In general consumer advocates are inclined to refer to payday
loans in the most hostile manner, terming the lenders as indulging
in loan sharking, among other things. However for the average
consumer who falls short on cash and lacks credit cards, payday
loans are seen as a handy solution despite the grave risks involved.
Payday loans or short term loans are essentially the offerings by check cashing centers as an alternative for consumers to access money in a hurry. However the fees and rates on payday loans prove to be much higher than the cash advance service on credit cards. In a typical example, a borrower hands over a personal check between $100 and 300 payable to a check casher. The fee is likely to be between $ 15 and $17.65 for every $100. The check is held by the check casher till the date of the borrower?s next payday which may vary from one week to one month.
The borrower now has to choose between cashing the check and rolling over the loan for which there is an additional charge. As a means of borrowing moiney, it can prove to be highly expensive alternative. Data compiled from payday lenders in different states reveal that the consumer is most likely to renew their payday loans repeatedly. To take an example, say you have taken a payday loan of $200, in which the term is 15 days and the fee is 17.5 percent or $35. After a fortnight has passed you find yourself unable to pay the amount owed. You then choose to roll it over for which you pay $35. You have thus paid fees amounting to $70 for the original sum of $200 which works out to an annual percentage rate of 457 percent.
In 1997 payday loans were granted legal status in California. At present,
19 states in the US have declared the practice illegal. The
argument offered by the payday loan industry is that theirs
is an invaluable service which enables consumers to get access
to short term money for crisis situations that arise. Various
financial institutions and lenders are dealing in retail financial
services that offer convenience at affordable rates. Thus the
consumer makes a rational decision in availing the facility,
making the business of payday loans very useful.
The fee charged by lenders for borrowers of payday loans is $15 for every $100 which appears reasonable enough. Take the example of a person in need of $300 for immediate car repair. Borrowing the amount from lenders will cost $45 in fees. Should the consumer pay the merchant a check of $300 which eventually bounces, he may be required to pay an overdraft fee of $35 to the bank, apart from a penalty for the bounced check of $25 to 35 to the merchant.
The financial service association of America compiled
some of the more obvious advantages of payday loans:
• Almost 92 percent of borrowers were convinced that it serves a useful purpose.
• Customers behave responsibly in using the service.
• 66 percent of customers use the loan either for unforseen expenses that crop up or to tackle a temporary reduction in income.
• 34 percent of customers use the loan for planned or discretionary services.
• A majority of customers belonged to the middle-income, middle educated young families.
But consumer advocates highlight other research findings that paint a negative impression of the service. Recently the Indiana Department of Financial Institutions conducted a study which revealed that the average customer of payday loans borrowed 10.19 times in the last 12 months. Such findings suggest that payday loans turn out to become a trap for customers, particularly due to the fact that they are rarely used on a one-time basis.

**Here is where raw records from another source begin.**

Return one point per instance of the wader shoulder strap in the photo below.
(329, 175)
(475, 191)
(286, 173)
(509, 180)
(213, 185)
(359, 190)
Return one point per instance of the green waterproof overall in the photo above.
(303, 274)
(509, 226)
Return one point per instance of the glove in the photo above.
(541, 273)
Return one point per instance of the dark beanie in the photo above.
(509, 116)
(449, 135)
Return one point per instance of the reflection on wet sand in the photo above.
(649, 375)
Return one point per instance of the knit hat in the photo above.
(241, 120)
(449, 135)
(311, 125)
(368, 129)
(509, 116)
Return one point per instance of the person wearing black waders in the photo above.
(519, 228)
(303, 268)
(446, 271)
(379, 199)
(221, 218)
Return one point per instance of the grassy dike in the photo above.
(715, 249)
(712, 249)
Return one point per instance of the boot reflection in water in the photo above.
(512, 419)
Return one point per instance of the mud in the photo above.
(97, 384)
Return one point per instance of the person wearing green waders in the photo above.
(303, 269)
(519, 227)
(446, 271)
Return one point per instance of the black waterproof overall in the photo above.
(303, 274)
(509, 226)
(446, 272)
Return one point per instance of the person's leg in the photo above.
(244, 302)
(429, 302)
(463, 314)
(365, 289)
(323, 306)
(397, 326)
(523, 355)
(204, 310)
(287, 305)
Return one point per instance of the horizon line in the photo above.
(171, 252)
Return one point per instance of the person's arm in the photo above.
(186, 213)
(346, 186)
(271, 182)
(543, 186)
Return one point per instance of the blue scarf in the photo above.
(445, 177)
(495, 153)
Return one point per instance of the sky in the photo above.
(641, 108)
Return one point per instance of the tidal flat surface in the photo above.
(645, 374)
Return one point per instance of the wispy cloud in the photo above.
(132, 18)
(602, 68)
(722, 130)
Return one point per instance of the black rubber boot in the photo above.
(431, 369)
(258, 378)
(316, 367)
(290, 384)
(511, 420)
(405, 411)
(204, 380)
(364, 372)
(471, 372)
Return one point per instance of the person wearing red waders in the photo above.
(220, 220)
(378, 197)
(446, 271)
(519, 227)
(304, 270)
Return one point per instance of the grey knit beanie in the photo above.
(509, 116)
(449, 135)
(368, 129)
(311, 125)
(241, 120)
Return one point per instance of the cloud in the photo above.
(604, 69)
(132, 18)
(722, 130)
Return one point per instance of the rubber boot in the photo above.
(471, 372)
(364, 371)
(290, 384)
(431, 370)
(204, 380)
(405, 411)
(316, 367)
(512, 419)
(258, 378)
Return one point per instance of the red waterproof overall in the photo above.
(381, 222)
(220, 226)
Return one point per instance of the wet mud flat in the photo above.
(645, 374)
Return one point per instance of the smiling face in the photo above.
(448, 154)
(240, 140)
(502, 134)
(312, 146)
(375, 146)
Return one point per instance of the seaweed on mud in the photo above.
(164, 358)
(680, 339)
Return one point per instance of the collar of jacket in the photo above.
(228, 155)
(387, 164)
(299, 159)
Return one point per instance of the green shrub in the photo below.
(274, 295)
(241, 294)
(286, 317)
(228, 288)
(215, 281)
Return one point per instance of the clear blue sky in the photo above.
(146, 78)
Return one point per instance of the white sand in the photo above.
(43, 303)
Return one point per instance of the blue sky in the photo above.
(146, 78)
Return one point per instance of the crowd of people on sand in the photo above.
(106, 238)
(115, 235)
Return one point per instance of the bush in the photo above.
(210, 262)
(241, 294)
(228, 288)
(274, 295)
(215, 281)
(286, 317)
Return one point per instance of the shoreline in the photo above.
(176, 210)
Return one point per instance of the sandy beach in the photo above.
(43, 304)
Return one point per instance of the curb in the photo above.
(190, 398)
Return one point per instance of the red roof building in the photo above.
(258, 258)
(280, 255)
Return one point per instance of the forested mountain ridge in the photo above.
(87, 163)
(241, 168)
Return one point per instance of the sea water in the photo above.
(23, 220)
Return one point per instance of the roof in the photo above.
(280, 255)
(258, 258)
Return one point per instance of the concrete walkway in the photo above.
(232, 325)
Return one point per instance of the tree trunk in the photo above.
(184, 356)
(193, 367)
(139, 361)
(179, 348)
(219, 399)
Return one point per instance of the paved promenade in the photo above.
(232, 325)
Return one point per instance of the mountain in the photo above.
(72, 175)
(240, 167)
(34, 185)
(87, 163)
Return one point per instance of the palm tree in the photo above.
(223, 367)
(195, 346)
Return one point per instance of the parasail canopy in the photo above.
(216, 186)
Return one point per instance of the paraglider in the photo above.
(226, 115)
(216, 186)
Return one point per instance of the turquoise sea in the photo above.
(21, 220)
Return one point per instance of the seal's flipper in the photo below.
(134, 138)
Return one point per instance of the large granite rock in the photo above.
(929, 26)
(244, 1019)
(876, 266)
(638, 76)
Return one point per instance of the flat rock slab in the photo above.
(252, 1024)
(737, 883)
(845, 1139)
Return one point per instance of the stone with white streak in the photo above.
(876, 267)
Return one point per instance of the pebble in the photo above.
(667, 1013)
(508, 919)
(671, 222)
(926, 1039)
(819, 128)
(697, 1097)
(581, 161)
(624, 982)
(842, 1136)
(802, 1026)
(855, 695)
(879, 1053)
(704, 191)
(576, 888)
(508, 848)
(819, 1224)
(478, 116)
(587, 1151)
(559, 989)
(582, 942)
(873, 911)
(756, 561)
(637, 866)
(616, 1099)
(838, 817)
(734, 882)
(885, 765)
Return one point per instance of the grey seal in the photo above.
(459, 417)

Lenders of payday loans admit that the risks are undeniable for those who borrow too often and extend their payday loans. Lending institutions are also considering devising methods for monitoring and advising clients against extending their payday loans after a certain extent. Meanwhile it is very likely that consumers in need of money will resort to payday loans whenever they feel the need for them. For example a 31 year old man in Oakland admitted having used payday loans twice for electric and phone bills when he didn?t have the money. He acknowledges that the payday loans did help but is also aware of the potential risks involved even after having paid them off by the due date.
Therefore availing payday loans this week with your paycheck expected next week, means paying them off without extending for another week. Failing to do so can trap you in debt.
To understand whether or not consumers fully appreciate the dangers of payday loans, one needs to consider whether they realize that it is a loan that they are taking rather than an advance on their paycheck. A lot of customers get into it without a proper understanding of how it works and bothering to find out how it is to be paid off. By the time realization dawns, it is too late and they are already waist deep in debt. The term payday advance being used to refer to payday loans in the industry for marketing purposes, deceives many customers about it not being a credit transaction.
Many customers are also ignorant about the legal implications involved in the event that they fail to honor the transaction by repaying it on time. Defaulting on a loan is usually not considered a crime. However the security for payday loans is a post-dated check that the lender keeps until the customer?s pay day. In many states it is a crime to write a check despite being aware of insufficient funds, which makes customers vulnerable to threats of criminal prosecution by the lender.
Customers may also lack the understanding that at times they are giving payday loan lenders the right to electronic debit from their checking account for fees and interest charges. Or they may not realize that this is optional. The Electronic Funds Transfer Act makes it illegal to electronically access an account as a condition for granting credit.